Nb. Our comment from the 02/28/22
Apologies for not publishing last week, especially as we appreciate it might have been rather useful to know the ratio levels. In particular, that the zone at the start of this expiry was at 7200. Coincidentally, 7200 was the low and close on Thursday.
However, before this, the pertinent ratio level was R1 at 7550.
On Monday 21st the intraday high was 7571.07 before the market gave up just under 100-points.
Then on Wednesday 23rd it revisited it with the intraday high of 7549.98, before giving up 50-points.
The fact that the zone has moved up to its current position was always on the cards but, as we have mentioned previously, because triple witching expiries are so much bigger than the intermediaries then it’s like turning an oil tanker, very slow.
The problem the FTSE faces now, is that by leaving the move so late, it has left a vast swathe of the minimal Y ratio around, but especially below the zone.
And if this wasn’t bad enough, as triple expiries progress, they tend to get far less sensitive than intermediaries, so rather than reacting to R1 it would be entirely in keeping if March went on to test R3 or even higher levels.
And March still has three weeks to go, so we could easily see a range of 7050 all the way up to 7650, although it hasn’t done badly already, going from 7550 down to 7200 and back up again.
Probably be too big an ask to see it see this week out in its zone, but you never know.
Range: 7450 to 7550
Nb. Our comment on 03/07/22
Well, we did say we could easily see a test of 7050 as, not only would that be in keeping with a triple, but under the present circumstances probably even more so.
The fact that this meant a tumble of just over 400-points, or 5.36%, meant that there was a huge amount of momentum inherent in the market, and obviously too much for the ratio at 7050 to cope with.
Although, having just said that, after the initial fall on Friday for most of the rest of the trading day the action did revolve around 7050, only capitulating in the final half hour.
And that is how the dynamic delta works, as the ratios just tell you where it is and how much of it to expect. What the ratios can’t tell you is the appetite of the market. So, at 7050 we know there will be a “DR” number of futures buying courtesy of the dynamic delta, what we don’t know is if this will be met by as many willing sellers.

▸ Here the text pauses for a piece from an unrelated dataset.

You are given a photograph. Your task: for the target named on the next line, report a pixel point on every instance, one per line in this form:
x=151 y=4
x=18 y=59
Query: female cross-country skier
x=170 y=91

However, generally we do get a feel for the market’s sensitivity, or an indication of how it will react to the levels of ratio, but under the current climate we can safely say that these are not normal times.
That said, the next ratio level coming up in the FTSE is B1 at 6950.
And as our levels are exponential, then this is a very significant number of futures buying generated by the dynamic delta. What we don’t know is whether this will be more than the market is willing to sell.
Under normal conditions we would have no hesitation in saying that this would be more than sufficient to turn the market but, with a war raging, who knows.
Finally, in the midst of all this excitement, it would be easy to miss the fact that the zone has slipped down to 7350-7450. This might not be so important in the next few days but, if any hint of normality returns, then it could become significant when we get closer to the rollover and expiry.